When this point is raised, reformers pivot to the idea that, well, maybe the proposed changes really are effectively doctrinal, but not every doctrinal issue is equally important, and anyway Catholic doctrine can develop over time.
But the development of doctrine is supposed to deepen church teaching, not reverse or contradict it. This distinction allows for many gray areas, admittedly. But effacing Jesus’ own words on the not-exactly-minor topics of marriage and sexuality certainly looks more like a major reversal than an organic, doctrinally-deepening shift
At which point we come to the third argument, which makes an appearance in your letter: You don’t understand, you’re not a theologian. As indeed I am not. But neither is Catholicism supposed to be an esoteric religion, its teachings accessible only to academic adepts. And the impression left by this moving target, I’m afraid, is that some reformers are downplaying their real position in the hopes of bringing conservatives gradually along.

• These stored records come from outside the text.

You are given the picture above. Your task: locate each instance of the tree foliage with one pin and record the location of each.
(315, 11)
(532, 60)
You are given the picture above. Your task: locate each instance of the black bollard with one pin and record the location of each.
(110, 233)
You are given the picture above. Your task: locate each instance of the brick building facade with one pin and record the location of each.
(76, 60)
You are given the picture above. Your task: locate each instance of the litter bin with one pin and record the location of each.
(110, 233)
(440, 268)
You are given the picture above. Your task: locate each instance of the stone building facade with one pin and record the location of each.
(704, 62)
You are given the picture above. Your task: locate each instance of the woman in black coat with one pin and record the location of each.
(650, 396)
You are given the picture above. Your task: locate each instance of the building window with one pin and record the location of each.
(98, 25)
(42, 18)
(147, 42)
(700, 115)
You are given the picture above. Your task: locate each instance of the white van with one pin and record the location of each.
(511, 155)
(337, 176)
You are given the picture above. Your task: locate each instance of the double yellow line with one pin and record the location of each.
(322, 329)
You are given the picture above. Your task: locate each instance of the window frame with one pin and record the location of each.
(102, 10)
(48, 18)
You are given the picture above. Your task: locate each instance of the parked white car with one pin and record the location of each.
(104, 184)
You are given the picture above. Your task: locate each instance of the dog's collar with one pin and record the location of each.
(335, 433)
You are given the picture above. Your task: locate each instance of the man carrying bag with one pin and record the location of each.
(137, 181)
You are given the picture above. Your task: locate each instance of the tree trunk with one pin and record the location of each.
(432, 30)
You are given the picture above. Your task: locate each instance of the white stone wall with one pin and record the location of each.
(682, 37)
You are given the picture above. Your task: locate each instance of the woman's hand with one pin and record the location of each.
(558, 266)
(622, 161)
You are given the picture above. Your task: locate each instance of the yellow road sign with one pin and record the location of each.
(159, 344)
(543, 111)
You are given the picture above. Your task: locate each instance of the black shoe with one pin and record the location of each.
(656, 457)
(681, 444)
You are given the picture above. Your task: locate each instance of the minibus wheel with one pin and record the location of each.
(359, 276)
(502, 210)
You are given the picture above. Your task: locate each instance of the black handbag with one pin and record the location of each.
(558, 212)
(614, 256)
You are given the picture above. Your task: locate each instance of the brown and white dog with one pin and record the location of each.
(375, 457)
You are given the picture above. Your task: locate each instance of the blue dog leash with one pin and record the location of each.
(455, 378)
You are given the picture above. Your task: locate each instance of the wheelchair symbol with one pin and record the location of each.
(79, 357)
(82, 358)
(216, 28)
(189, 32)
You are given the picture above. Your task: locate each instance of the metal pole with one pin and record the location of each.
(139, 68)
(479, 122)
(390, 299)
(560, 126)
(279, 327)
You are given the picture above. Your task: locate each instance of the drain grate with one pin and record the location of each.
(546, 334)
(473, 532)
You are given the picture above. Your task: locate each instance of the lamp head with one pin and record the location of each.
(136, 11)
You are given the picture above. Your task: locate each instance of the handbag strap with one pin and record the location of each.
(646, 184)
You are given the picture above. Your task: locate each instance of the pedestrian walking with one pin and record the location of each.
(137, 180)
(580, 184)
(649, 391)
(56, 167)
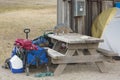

What is that real position? That almost anything Catholic can change when the times require it, and “developing” doctrine just means keeping up with capital-H History, no matter how much of the New Testament is left behind.
The Church’s encountering new ideas and modes of thinking do not require changes in doctrine, but may involve the development of doctrine. This is the teaching of the Church that revelation is understood in the full depth of its meaning only in stages over time, made clearer by the Church (often in the form of defining doctrine).  This is not new doctrine or new revelation, but rather a development, a magnification of doctrine toward a more profound understanding of truth. Development of doctrine serves to adapt Church teaching to the needs of the people of a particular culture, made necessary at present because of the smokescreen of ideas and ideologies confronting Catholics referenced in my first chapter. 
As I noted earlier, the columnist’s task is to be provocative. So I must tell you, openly and not subtly, that this view sounds like heresy by any reasonable definition of the term.
Now it may be that today’s heretics are prophets, the church will indeed be revolutionized, and my objections will be ground under with the rest of conservative Catholicism. But if that happens, it will take hard grinding, not just soft words and academic rank-pulling. It will require a bitter civil war.

And so, my dear professors: Welcome to the battlefield.
In this immortal combat, St. Paul cautions us that we have spiritual enemies: “principalities,” “powers,” and “spiritual hosts of wickedness in the heavenly places.”  Jesus too spoke of this, for when Peter rebuked Our Lord for talking of Calvary and the Cross, “he turned and said to Peter, Get behind me, Satan! You are a hindrance to me; for you are not on the side of God, but of men.” Jesus could see that his closest disciple had allowed himself to become the Enemy’s mouthpiece. So, in teaching us that the gates of hell shall not prevail against His Church, Jesus warns that the Devil and his minions will continue to make war on His disciples, the offspring of “the woman,” who is the bride of Christ.